Exiled Chief Rabbi of Moscow warns of ‘worsening situation for Jews in Russia’

Goldschmidt, who was born in Switzerland but has been serving Russian Jewry since 1989, left the country in June last year.

Moscow Chief Rabbi Pinchas Goldschmidt

Exiled Chief Rabbi of Moscow, Pinchas Goldschmidt, lashed out at a Russian Telegram group which called for an investigation into Chabad in Russia, labelling it an “attack” on the ultra-orthodox movement. 

The Telegram group “Disclosed”, with nearly 23,000 subscribers, called on banning Chabad’s activities across Russia, calling it an ‘undesirable’ organisation.

It also called for an investigation into Chabad foundational text, the Tanya, “for signs of extremism: propaganda of the exclusivity and superiority of Jews over other peoples, the inferiority of non-Jews, racism, Nazism and misanthropy, consider recognizing it as extremist material and banning it on the territory of Russia”.

Rabbi Goldschmidt, who is also the President of the Conference of European Rabbis, said that if this “apparent initiative” is genuine, it follows the pattern of the “words of the secretary of the Security Council of Russia of a few months ago.”

“This manifestation of antisemitism is a grave indicator of the worsening situation for Jews in Russia.
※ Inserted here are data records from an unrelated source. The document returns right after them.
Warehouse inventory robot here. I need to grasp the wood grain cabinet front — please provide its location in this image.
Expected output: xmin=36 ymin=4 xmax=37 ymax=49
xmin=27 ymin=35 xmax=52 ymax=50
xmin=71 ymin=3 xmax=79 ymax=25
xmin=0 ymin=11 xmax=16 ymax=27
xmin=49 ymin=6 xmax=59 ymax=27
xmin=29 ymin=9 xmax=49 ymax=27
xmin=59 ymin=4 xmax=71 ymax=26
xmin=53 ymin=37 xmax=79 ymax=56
It should be clear that this attack against the Chabad Lubavitch community, which is prominent in Russia, is an attack against the whole Jewish community,” Goldschmidt said.

Goldschmidt, who was born in Switzerland but has been serving Russian Jewry since 1989, left the country in June last year, nearly four months after Russia began its invasion. He said that he was being pressured to support the invasion and feared the impact his refusal might have on Moscow’s Jewish community.

Earlier this year, Goldschmidt told The Guardian that the Jewish community in Russia should do the same. 

“We’re seeing rising antisemitism while Russia is going back to a new kind of Soviet Union, and step by step the Iron Curtain is coming down again. This is why I believe the best option for Russian Jews is to leave,” he said.

“When we look back over Russian history, whenever the political system was in danger you saw the government trying to redirect the anger and discontent of the masses towards the Jewish community. We saw this in Tsarist times and at the end of the Stalinist regime,” Goldschmidt added.